Adolescent THC Exposure Causes Enduring Prefrontal Cortical Disruption of GABAergic Inhibition and Dysregulation of Sub-Cortical Dopamine Function.

Chronic adolescent marijuana use has been linked to the later development of psychiatric diseases such as schizophrenia. GABAergic hypofunction in the prefrontal cortex (PFC) is a cardinal pathological feature of schizophrenia and may be a mechanism by which the PFC loses its ability to regulate sub-cortical dopamine (DA) resulting in schizophrenia-like neuropsychopathology. In the present study, we exposed adolescent rats to Δ-9-tetra-hydrocannabinol (THC), the psychoactive component in marijuana. At adulthood, we characterized the functionality of PFC GABAergic neurotransmission and its regulation of sub-cortical DA function using molecular, behavioral and in-vivo electrophysiological analyses. Our findings revealed a persistent attenuation of PFC GABAergic function combined with a hyperactive neuronal state in PFC neurons and associated disruptions in cortical gamma oscillatory activity. These PFC abnormalities were accompanied by hyperactive DAergic neuronal activity in the ventral tegmental area (VTA) and behavioral and cognitive abnormalities similar to those observed in psychiatric disorders. Remarkably, these neuronal and behavioral effects were reversed by pharmacological activation of GABAA receptors in the PFC. Together, these results identify a mechanistic link between dysregulated frontal cortical GABAergic inhibition and sub-cortical DAergic dysregulation, characteristic of well-established neuropsychiatric endophenotypes.

Opiate exposure state controls dopamine D3 receptor and cdk5/calcineurin signaling in the basolateral amygdala during reward and withdrawal aversion memory formation.

The dopamine (DA) D3 receptor (D3R) is highly expressed in the basolateral nucleus of the amygdala (BLA), a neural region critical for processing opiate-related reward and withdrawal aversion-related memories.
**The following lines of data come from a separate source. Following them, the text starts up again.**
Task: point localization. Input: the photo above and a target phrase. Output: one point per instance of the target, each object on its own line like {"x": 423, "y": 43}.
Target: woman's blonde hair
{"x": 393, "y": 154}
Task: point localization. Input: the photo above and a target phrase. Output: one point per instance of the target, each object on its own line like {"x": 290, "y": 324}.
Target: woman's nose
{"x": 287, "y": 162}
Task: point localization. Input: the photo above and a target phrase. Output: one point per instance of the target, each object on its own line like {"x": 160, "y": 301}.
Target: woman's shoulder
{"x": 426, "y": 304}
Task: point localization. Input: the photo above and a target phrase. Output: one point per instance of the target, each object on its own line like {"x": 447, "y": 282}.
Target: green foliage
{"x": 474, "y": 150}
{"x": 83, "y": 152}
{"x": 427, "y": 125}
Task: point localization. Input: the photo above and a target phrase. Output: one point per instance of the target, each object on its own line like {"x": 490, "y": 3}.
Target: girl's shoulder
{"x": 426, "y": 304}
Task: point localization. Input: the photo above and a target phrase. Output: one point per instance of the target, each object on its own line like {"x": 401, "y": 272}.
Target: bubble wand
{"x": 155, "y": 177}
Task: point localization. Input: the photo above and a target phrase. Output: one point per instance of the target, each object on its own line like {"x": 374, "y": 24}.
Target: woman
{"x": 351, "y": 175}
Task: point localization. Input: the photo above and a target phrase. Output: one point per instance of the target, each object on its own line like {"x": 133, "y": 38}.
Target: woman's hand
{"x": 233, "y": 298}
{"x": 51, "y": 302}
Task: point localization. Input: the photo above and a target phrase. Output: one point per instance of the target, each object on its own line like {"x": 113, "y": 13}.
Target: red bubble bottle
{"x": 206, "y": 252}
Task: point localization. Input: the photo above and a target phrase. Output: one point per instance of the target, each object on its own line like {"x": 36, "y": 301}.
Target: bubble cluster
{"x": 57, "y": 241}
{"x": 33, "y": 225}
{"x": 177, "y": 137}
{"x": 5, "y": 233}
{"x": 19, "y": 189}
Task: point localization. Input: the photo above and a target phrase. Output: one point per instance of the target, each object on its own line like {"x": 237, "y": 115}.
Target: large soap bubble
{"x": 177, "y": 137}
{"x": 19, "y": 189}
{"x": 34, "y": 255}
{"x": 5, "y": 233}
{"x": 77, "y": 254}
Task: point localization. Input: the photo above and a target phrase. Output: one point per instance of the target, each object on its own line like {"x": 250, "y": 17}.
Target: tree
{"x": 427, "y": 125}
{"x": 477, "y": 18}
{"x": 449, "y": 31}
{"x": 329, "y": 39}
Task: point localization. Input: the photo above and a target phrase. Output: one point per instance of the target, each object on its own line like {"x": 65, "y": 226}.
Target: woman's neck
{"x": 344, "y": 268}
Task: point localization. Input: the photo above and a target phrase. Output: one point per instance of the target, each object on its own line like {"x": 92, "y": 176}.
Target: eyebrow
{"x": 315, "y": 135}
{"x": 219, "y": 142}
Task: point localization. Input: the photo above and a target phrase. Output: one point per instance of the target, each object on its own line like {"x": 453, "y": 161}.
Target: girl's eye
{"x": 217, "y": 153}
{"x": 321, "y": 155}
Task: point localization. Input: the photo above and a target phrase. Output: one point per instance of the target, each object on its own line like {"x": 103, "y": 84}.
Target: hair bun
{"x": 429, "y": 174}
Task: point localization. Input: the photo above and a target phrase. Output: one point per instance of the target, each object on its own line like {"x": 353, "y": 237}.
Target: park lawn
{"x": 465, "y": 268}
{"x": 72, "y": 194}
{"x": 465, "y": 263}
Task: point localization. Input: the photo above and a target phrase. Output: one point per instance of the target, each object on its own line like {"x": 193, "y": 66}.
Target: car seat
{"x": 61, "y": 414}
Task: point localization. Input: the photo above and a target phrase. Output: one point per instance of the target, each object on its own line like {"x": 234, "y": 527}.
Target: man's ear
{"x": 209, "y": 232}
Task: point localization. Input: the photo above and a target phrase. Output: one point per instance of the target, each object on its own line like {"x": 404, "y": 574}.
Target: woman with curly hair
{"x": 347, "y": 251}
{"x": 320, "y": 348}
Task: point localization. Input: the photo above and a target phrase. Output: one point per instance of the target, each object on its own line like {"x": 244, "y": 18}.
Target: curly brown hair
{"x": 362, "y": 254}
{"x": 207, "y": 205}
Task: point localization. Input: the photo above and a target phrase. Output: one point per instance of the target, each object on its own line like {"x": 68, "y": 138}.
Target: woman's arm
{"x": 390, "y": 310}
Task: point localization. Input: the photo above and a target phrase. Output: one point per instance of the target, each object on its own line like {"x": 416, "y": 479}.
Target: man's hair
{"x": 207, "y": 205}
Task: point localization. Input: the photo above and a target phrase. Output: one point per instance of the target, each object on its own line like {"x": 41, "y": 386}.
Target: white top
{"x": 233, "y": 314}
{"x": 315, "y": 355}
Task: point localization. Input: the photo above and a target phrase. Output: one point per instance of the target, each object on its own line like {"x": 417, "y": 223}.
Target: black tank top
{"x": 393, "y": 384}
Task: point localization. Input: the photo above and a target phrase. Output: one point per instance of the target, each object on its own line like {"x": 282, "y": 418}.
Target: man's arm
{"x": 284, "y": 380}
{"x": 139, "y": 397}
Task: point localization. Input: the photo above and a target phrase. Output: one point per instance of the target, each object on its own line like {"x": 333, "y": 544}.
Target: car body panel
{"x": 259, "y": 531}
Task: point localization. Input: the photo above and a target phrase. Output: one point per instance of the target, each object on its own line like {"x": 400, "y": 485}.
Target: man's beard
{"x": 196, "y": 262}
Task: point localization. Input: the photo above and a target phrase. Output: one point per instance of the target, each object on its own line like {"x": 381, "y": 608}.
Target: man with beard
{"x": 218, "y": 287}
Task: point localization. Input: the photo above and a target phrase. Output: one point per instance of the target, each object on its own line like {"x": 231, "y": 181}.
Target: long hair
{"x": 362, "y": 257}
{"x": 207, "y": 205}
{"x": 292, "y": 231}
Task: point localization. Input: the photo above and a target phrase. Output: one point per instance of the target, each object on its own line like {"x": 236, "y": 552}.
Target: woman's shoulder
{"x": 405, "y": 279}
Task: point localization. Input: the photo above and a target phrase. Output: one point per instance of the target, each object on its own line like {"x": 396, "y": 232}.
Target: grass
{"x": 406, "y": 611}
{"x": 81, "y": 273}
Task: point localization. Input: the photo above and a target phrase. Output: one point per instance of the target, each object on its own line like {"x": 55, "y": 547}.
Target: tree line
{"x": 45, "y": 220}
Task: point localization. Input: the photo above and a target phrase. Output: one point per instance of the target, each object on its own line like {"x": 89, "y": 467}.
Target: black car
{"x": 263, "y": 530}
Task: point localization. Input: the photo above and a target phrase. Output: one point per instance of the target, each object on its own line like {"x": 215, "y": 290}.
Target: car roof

Functionally, D3R transmission is linked to downstream Cdk5 and calcineurin signaling, both of which regulate D3R activity states and play critical roles in memory-related synaptic plasticity. Previous evidence links D3R transmission to opiate-related memory processing, however little is known regarding how chronic opiate exposure may alter D3R-dependent memory mechanisms. Using conditioned place preference (CPP) and withdrawal aversion (conditioned place aversion; CPA) procedures in rats, combined with molecular analyses of BLA protein expression, we examined the effects of chronic opiate exposure on the functional role of intra-BLA D3R transmission during the acquisition of opiate reward or withdrawal aversion memories. Remarkably, we report that the state of opiate exposure during behavioural conditioning (opiate-naïve/non-dependent vs. chronically exposed and in withdrawal) controlled the functional role of intra-BLA D3R transmission during the acquisition of both opiate reward memories and withdrawal-aversion associative memories. Thus, whereas intra-BLA D3R blockade had no effect on opiate reward memory formation in the non-dependent state, blockade of intra-BLA D3R transmission prevented the formation of opiate reward and withdrawal aversion memory in the chronically exposed state. This switch in the functional role of D3R transmission corresponded to significant increases in Cdk5 phosphorylation and total expression levels of calcineurin, and a corresponding decrease in intra-BLA D3R expression. Inhibition of either intra-BLA Cdk5 or calcineurin reversed these effects, switching intra-BLA associative memory formation back to a D3R-independent mechanism.